Monday, September 26, 2016

On using Taylor expansions in economics

Jo Mitchell put up a tweet about a conversation with a theoretical chemist:

I'm fairly sure that the chemist's response must have been based on little other information about macroeconomics because after immersing myself in the subject this physicist doesn't see anything wrong with keeping just linear order terms.

One possibility is that the chemist misunderstood first term to mean just the zero-order polynomial (i.e. a constant), but I will take this to mean the first non-constant term (which may in fact be the quadratic one for reasons I'll go into below). For those unfamiliar with the idea, a Taylor expansion is a polynomial approximation to a more complex function, and the 'terms' are the pieces proportional to the powers of the variable. Basically, for any smooth enough function f(x) near x = a, we can say

f(≈ a) ≈ f(a) + (df/dx|x=a) (x − a) + (1/2)(d²f/dx²|x=a) (x − a)² + ...

where "F|x=a" means "F evaluated at x = a". This shows the zero order, first order and second order terms. Note that the first and second derivatives are evaluated at the point a that you are approximating the function near, and can therefore be considered constants:

f(x) ≈ c₀ + c₁ (x − a) + c₂ (x − a)² + ...

At a given order, this approximation is usually only good inside a limited region where x ≈ a. Taylor expansions are used in lots of places -- and are typically useful if the variable x stays in some neighborhood of a or x itself is small. In the case where x ≈ 0, it is technically called a Maclaurin series, which I only mention in order to post my picture of Colin Maclaurin's memorial in Greyfriar's Kirkyard in Edinburgh (again).

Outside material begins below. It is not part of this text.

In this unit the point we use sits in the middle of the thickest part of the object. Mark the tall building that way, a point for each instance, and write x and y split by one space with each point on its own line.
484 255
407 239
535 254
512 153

Anyway, a few really useful Taylor (Maclaurin) series expansions (to order ) are

sin(x) ≈  x
cos(x) ≈ 1 − x²/2
log(1+x) ≈ x - x²/2

That last one crops up in economics all the time; if you express your variable as a deviation from 100% (i.e. 1) and keep only the linear term, then the logarithm is approximately equal to that percent difference: log(100% + x%) ≈ x%. This is the basic idea behind log-linearization [pdf]. That also tells us that keeping only the linear terms isn't that big of a problem. For example, a bad recession involves a 10% shock to output or employment. The error in log(1+x) from keeping the linear term only is ~ x²/2, or about 0.1²/2 = 0.005 = 0.5%. Not bad. If you compound growth over many years, this starts to become an issue, though. For example, 2% inflation over 50 years leads to 50% error in the log-linear approximation.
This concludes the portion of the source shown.